As you want to stay together, you will need to take over the running of this project, financial affairs and future business. He won't ever change - he is a dreamer and incapable of running a business (and could end up bankrupt). Focus on his talents.

Obviously, you will need to get some sort of legal contract in place to protect yourself and children. Maybe SSAFA could point you in the right direction of lawyers.

dowhatnow · 18/07/2016 09:39

Are you 100% positive that he has been paying the mortgage and that he hasn't got any debts that you don't know about? I'd double check that, and make sure that he knows that if he says no and you later find out he's been concealing things, than your marriage is over. You need complete financial transparency from now on.

HPandBaconSandwiches · 18/07/2016 09:40

Great plan OP. Stay strong and good luck.

DontForgetTheNameChange · 18/07/2016 09:41

Thanks Nanny. I really don't think we could borrow enough. The bank would certainly say no, and neither set of parents is in a position to give that kind of help. The frustrating thing is that he has all the skills to actually do the work! Just none of the money or time.

He is a dreamer. You're right; I'm going to have to take over the management of everything. It should have happened a long time ago. I am going to need to muster a lot of energy from somewhere.

OP posts:
ElspethFlashman · 18/07/2016 09:48

But is it worth it?

You seem to be very very kind. Too kind tbh. Your kindness and forbearance towards him has blinded you towards your kindness towards yourself.

And I would question if it is kind to yourself, to take on a vast endless project that was never your choice to begin with. It is HIS dream.

What's yours?

And if you take on all of this - who is going to be taking care of the kids? Cos you can't afford childcare. How can you be a SAHM and also his Sergeant Major?

Is his future the only future that's conceivable? This bloody barn? A business that he is either unwilling or unable to run?
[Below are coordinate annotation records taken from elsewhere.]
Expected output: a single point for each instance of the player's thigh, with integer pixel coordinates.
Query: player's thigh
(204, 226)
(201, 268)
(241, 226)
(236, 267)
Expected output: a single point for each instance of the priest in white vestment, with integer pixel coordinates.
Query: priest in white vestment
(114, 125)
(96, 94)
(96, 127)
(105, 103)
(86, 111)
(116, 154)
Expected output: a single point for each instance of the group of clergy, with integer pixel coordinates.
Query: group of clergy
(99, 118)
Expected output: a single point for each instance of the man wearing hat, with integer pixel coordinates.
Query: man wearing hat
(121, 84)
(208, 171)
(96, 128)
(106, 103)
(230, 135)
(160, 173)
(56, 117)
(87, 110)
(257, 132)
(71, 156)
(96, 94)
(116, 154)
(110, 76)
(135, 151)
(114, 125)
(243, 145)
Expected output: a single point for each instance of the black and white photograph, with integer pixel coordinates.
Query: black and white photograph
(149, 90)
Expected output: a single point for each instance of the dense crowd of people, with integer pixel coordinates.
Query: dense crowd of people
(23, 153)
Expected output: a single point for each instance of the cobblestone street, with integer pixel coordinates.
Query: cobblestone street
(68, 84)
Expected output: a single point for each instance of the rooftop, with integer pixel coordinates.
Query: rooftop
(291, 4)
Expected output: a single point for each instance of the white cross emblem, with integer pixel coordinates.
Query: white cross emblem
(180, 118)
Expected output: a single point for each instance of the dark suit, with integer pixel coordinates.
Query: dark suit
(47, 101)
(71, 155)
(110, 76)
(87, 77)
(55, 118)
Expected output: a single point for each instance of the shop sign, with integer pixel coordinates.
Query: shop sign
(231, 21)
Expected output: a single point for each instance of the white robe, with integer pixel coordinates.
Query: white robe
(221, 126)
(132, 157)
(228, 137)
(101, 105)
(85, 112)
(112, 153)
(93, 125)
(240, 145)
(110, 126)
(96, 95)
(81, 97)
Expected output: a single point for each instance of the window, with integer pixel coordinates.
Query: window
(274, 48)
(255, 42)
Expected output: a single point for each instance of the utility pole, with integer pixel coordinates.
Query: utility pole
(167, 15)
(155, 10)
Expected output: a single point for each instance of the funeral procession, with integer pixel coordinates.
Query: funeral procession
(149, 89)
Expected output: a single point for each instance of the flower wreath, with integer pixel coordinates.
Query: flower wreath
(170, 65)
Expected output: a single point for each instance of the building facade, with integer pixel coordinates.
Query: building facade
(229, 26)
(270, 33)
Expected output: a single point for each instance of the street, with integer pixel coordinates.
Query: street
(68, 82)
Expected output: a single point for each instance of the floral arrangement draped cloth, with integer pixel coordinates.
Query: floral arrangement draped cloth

How is you taking over either fair or kind to yourself?

DontForgetTheNameChange · 18/07/2016 09:48

dowhat I have his permission to open all mail, so I am confident that the mortgage isn't in arrears. (Incidentally he's also allowed to open any of mine, but he doesn't.) I don't believe the mortgage is on target (he has quite a flexible mortgage) but we can worry about that later. I know the other bills are up to date because they're paid from my account, and I don't believe he's taken out any new loans or anything, but I will ask just to be 100% certain.

What I don't know (though a little more came to last night) is the state of the business and the state of his paperwork. But I agree that there can be nothing hidden from me. I do think he's been scared to tell me because he wants to shield me from worrying, but it has the opposite effect. I honestly don't believe any of it has been done in malice, he's just been very stupid, and so have I.

OP posts:
ElspethFlashman · 18/07/2016 09:50

Your response is (understandably) "I'll fix this cos it has to be fixed and I can't rely in him"

But that IS being his Mum! You are actually volunteering it!

DontForgetTheNameChange · 18/07/2016 09:58

Elspeth I don't know if it's worth it, in all honesty. In a practical sense I'm stuck (unless I call it a day, move to my oarents, and start from scratch) and emotionally I am stuck. It would all be very simple if I didn't love him.

Right now my only dream is keeping my family safe & together. And hoping that nobody has a full-on breakdown in the process. I do have other hopes for the future, things I want to do with my life, but I'm just not in a position to focus on those right now, clearly.

I have to hope that if I can help him and get things back on an even keel that in time he will be able to take the reins again. Right now he clearly doesn't know where to start, he's so overwhelmed. We both are. But I am starting to think that maybe I am the tougher, more resiliant one in this relationship. People have taken on more and made it through, haven't they?